Yes, here we go again. I told you these were common, didn’t I? If you read my post on trademark squatting, you know about the recent judgment on the Hermès case, which involved a squatter and a failed attempt by the luxury brand owner to prove that it was a well-known brand in China many years ago.
Chivas Regal, the scotch whiskey brand, is now feeling Hermes’ pain:
A Chinese court has rejected a petition by the Chivas Regal, maker of Scotch whisky, to strip a garment maker of the right to use the famous brand name.
The Beijing No. 1 Intermediate People’s Court ruled in favour of the Trademark Appeal Board under the State Administration for Industry and Commerce, which was brought to court by Chivas Brothers after allowing a Zhejiang Province businessman to use Chivas Regal as a brand on its clothing.
The man from Wenzhou, identified by his surname Wen, in 2003 applied to the trademark authority to register Chivas Regal as a trademark for garments, shoes and caps, Shanghai Daily reported.
Chivas Brothers challenged several times but was rejected by the trademark board, according to the Legal Evening News.
The board has said the Zhejiang man didn’t violate Chinese trademark law because the brand is used in different kinds of products. The Beijing court said Chivas Brothers failed to establish that the spirits brand was “well-known” in China before the registration of Chivas Regal clothing in 2003, which would have been grounds to deny the application.
Chivas Brothers, owned by French group Pernod Ricard, also argued that the company has also used Chivas Regal on clothing. But the Chinese court said it found that the brand was only printed on the uniform clothing for the whisky maker’s salespeople, not on clothing for commercial use.
Okay, fairly standard stuff, but let’s unpack this a bit. (If you want a better version, in Chinese, read this.)
Before the 2003 registration by the Wenzhou squatter, Chivas Brothers (the brand owner) had registered the marks in a number of Classes, including 33, which includes alcoholic beverages. However, just because a brand owner registers the mark in one Class (or for a certain set of goods/services), this does not automatically protect against other registrants for different goods/services or for products in other Classes.
Unfortunately, Chivas Brothers failed to prove that the mark was sufficiently well known in China at the time of the application. Therefore the argument that the Wenzhou squatter filed the mark in bad faith failed.
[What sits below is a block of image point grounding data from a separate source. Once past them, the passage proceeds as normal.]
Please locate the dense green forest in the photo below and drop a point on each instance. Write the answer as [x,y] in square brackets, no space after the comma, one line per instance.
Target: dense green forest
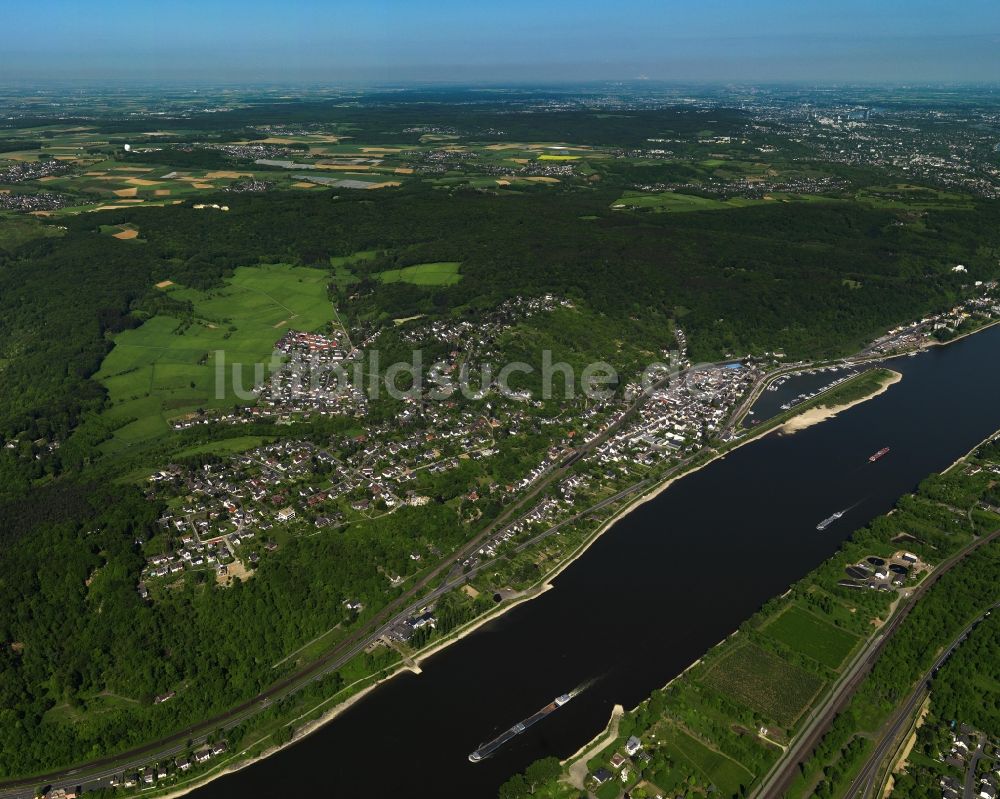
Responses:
[813,279]
[82,655]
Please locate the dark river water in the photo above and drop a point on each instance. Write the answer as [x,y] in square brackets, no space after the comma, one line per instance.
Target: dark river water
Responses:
[649,597]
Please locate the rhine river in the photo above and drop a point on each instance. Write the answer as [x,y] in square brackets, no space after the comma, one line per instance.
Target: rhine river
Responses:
[655,592]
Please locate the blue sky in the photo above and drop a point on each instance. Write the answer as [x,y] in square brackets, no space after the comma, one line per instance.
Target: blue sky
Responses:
[388,40]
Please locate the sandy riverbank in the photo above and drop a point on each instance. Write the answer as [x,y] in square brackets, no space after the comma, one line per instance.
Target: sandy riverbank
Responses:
[823,412]
[815,416]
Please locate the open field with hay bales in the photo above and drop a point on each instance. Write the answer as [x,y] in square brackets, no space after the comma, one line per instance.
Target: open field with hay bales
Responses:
[166,367]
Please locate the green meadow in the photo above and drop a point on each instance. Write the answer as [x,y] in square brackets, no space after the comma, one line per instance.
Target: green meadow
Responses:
[442,273]
[804,632]
[166,367]
[764,682]
[723,772]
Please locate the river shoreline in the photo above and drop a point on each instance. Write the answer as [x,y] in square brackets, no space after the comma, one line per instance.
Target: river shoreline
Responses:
[543,585]
[820,413]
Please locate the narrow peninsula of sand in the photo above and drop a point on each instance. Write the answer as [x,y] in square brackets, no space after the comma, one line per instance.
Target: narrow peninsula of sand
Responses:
[823,412]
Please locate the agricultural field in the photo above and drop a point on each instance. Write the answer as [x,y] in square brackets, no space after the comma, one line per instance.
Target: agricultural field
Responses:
[764,682]
[804,632]
[442,273]
[672,201]
[723,772]
[166,367]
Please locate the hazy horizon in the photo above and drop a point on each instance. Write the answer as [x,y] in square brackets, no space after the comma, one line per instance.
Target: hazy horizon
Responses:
[394,42]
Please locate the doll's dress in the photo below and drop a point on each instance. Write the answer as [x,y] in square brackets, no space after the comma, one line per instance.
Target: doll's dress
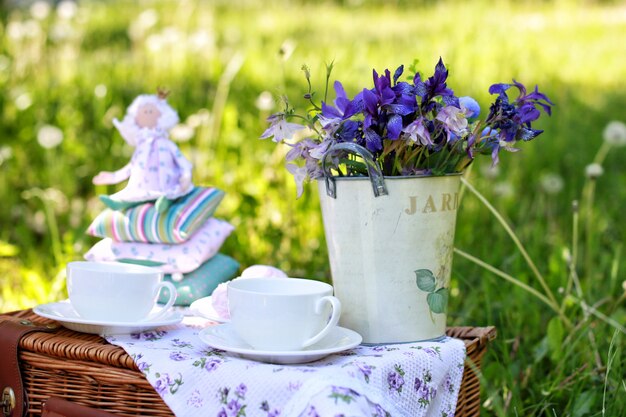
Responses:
[154,173]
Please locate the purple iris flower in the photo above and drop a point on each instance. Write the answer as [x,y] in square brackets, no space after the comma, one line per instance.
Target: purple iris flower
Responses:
[436,86]
[513,120]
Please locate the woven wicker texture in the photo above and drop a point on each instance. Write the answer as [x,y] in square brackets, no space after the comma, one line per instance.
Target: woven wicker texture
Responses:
[85,369]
One additional issue that came up was evidence that the mark was used on clothing by Chivas Brothers’ staff prior to 2003. The argument here is that this evidence of use was relevant in proving that the Wenzhou registrant had knowledge of this use and filed in bad faith.
The court didn’t buy this argument, saying that use of a logo by staff in this way did not constitute a commercial use.
In terms of procedure, this guy in Wenzhou filed in Class 25 for clothing. Chivas Brothers filed an opposition, which is the administrative procedure used to challenge an application prior to it being formally registered. The opposition was rejected by the Trademark Review and Adjudication Board (TRAB), and Chivas Brothers then appealed that rejection to the courts, where it also lost.
If this reminds you of the Hermès case, it should. Very similar procedure and legal issues involved. What this case comes down to is Chivas Brothers ability to prove that the mark in question was famous in China at the time the mark was filed. Making a well-known mark argument allows a brand owner to expand its scope of protection to other goods/services within a particular Class or even to other Classes entirely.
Interestingly enough, this mark was apparently recognized as famous by the Trademark Office in 2009. Two points on that. First, that would have come well after this dispute was initiated. Second, such recognition is not some sort of imprimatur that can be ported to future disputes — it’s more of an ad hoc recognition that relates to the specific dispute at hand. Moreover, I couldn’t find any information on what dispute Chivas Brothers was dealing with in 2009. Anyway, it ultimately doesn’t matter.
This is yet another example of trademark squatting, where a “famous” brand is filed by a third party without authorization. But since China is a first-to-file jurisdiction, this is often permissible. Because Chivas Brothers could not prove that the mark was famous at the time or that the registrant filed in bad faith, it lost the case.
These disputes are won or lost on evidence. Companies that are organized, keep good records, and enjoy management continuity in their overseas operations can prevail, but if a brand owner is unable to come up with sufficient documentation, the squatters will prevail.
So what does this loss mean for Chivas? In terms of future disputes, not much. They were apparently victorious on that well-known mark argument in 2009, so I assume they’ve nailed down documentation at this point. In terms of the market, this squatter has the right to sell certain types of clothing with the Chivas brand on it, or license/sell that right to third parties. Chivas may therefore wish to purchase the mark, if the price is right.